I agree its hard to tell exactly what happened, but my best guess is that its been hit by a rocket on the upper hull. And the fact that we can't see any damage to the landscape is most likely simply because the tank has been moved from the place where it was hit. 

However hitting the tank on the upper hull wouldn't necessarily leave any scars on the landscape, just scatter debris everywhere.

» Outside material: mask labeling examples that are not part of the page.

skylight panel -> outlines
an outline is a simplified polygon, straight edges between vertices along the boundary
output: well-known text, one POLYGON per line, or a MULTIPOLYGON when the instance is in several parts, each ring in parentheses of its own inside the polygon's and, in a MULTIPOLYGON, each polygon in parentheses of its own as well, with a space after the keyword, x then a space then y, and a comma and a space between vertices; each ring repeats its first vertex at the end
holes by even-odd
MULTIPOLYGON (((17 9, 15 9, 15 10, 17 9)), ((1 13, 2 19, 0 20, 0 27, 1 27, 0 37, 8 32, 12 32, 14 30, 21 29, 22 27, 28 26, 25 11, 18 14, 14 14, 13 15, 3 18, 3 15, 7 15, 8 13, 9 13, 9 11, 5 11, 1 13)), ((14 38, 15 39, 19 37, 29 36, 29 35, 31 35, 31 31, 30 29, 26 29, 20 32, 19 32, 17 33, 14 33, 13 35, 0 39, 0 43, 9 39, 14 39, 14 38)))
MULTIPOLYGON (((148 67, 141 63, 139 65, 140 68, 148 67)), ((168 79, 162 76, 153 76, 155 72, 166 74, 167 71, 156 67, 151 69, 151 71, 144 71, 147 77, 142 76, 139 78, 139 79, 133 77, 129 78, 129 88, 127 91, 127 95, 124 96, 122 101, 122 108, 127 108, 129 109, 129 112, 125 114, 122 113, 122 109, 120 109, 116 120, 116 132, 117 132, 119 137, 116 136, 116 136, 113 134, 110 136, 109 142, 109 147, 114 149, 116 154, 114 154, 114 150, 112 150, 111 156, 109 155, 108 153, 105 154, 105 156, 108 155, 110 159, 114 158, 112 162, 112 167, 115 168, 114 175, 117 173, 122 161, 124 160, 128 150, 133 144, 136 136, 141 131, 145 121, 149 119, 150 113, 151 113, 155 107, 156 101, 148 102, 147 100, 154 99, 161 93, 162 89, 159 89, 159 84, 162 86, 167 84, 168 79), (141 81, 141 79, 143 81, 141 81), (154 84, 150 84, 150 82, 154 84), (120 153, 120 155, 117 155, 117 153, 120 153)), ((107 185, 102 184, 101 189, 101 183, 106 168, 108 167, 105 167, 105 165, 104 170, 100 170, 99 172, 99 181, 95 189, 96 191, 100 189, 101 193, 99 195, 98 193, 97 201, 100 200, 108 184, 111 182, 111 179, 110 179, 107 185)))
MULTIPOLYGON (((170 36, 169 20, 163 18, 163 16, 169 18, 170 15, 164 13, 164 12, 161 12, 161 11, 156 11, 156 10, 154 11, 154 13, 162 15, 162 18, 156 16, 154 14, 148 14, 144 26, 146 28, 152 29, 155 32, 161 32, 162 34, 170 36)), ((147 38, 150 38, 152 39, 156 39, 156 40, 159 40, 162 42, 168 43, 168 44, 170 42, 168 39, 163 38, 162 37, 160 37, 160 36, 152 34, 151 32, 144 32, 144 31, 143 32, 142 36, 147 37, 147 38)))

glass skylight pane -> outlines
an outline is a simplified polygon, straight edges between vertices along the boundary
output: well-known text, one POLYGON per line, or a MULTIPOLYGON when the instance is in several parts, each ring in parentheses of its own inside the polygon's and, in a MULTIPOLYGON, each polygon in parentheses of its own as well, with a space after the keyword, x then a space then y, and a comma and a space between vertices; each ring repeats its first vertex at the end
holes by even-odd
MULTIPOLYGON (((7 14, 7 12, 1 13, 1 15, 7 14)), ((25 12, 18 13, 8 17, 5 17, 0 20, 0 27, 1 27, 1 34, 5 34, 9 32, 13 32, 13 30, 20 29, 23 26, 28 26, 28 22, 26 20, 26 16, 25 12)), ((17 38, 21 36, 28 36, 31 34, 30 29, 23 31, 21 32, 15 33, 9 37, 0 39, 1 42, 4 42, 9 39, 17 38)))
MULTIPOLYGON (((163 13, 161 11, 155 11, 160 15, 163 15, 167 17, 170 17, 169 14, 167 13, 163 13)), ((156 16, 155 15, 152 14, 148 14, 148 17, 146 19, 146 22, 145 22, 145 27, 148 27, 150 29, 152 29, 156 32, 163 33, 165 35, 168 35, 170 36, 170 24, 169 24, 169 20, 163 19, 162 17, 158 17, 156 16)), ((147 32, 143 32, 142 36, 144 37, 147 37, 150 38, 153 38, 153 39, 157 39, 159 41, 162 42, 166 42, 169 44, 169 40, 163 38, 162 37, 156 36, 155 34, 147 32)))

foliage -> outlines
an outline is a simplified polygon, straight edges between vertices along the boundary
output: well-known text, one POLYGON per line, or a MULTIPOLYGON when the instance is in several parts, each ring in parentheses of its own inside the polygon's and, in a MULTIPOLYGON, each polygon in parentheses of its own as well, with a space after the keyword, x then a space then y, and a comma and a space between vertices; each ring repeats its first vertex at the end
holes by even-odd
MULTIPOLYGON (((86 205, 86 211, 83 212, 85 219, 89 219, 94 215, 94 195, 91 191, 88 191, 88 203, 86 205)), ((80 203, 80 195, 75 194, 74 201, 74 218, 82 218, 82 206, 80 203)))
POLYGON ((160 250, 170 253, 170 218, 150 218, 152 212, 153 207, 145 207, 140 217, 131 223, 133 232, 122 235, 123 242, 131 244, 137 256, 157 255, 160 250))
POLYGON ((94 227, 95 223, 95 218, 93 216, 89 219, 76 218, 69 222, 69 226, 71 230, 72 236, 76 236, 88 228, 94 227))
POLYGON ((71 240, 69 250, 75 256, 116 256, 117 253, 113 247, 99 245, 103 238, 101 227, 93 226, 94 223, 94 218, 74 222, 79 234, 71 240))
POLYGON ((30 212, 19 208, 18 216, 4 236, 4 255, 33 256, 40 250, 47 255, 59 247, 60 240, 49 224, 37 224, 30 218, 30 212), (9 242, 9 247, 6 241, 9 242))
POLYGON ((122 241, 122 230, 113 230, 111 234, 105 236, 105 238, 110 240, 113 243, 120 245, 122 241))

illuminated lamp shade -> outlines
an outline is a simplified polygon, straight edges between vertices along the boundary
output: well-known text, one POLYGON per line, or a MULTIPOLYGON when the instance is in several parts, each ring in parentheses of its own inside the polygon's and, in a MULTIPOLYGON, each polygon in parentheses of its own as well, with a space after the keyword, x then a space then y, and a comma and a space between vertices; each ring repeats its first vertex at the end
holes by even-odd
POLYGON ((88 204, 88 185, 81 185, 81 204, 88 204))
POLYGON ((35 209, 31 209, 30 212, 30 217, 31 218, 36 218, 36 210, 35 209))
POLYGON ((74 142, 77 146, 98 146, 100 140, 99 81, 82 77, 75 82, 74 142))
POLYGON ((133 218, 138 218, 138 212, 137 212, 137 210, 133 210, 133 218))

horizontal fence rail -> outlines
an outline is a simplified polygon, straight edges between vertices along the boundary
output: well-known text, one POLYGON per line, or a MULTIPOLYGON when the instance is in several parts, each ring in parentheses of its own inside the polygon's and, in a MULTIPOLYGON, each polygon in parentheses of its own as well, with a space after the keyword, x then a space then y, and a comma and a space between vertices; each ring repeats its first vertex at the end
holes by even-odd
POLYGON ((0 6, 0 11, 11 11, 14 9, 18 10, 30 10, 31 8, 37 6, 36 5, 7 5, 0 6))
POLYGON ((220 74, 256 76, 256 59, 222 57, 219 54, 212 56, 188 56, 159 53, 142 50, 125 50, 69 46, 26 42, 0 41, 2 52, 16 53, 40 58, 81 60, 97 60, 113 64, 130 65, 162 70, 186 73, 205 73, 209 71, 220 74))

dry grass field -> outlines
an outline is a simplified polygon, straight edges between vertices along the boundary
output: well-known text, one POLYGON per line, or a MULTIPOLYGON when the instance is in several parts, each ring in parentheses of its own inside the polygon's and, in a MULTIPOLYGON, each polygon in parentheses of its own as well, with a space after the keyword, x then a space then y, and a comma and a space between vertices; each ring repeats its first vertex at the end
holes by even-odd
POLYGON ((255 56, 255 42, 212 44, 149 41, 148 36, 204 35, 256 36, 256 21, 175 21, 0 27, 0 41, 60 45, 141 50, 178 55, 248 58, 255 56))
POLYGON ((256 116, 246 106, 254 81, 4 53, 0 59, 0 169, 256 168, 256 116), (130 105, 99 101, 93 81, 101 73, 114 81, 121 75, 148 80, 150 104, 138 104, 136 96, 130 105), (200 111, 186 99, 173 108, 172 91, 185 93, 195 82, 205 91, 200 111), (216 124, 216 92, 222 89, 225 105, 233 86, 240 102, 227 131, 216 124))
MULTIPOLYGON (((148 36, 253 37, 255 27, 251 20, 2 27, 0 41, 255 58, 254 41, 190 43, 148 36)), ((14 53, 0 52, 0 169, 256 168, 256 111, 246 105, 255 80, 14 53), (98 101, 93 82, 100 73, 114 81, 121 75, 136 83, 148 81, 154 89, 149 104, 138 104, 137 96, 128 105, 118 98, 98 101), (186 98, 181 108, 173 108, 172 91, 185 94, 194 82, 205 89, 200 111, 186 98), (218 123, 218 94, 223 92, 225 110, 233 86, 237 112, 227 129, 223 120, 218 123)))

I think its very likely that a small rocket could've ripped off that piece of armor, looks consistant with other photo's of Pz's victim to airattacks I've seen.


----------



## Erich (Dec 16, 2005)

ok lets think further on this about rocket attacks. most likely becuase of its weight it would be dead on the road and simply pushed to one side-the right for ease of difficulty. One rocket agasint the panther then is a good shot but since rockets are fired in slavoes from Typhoons ?, then there would of been mulitple explosions in the area and because of the viewpoint we have from this photo we cannot ascertain just whatelse may have been hit or damaged, including the surroundings scenery. the road itslef and the grounds around the Panther would have been plowed up pretty good


----------



## DerAdlerIstGelandet (Dec 16, 2005)

Agreed I do not see that having been hit by a salvo of rockets from an allied JABO. By the way the picture was taken it is very hard to tell what may have hit it.


----------



## Soren (Dec 16, 2005)

Considdering the height of the tank, the other rockets fired most likely hit the bank of the right side of the road, leaving no scars on the road itself. 

The earth does seem abit plowed behind that first Panther..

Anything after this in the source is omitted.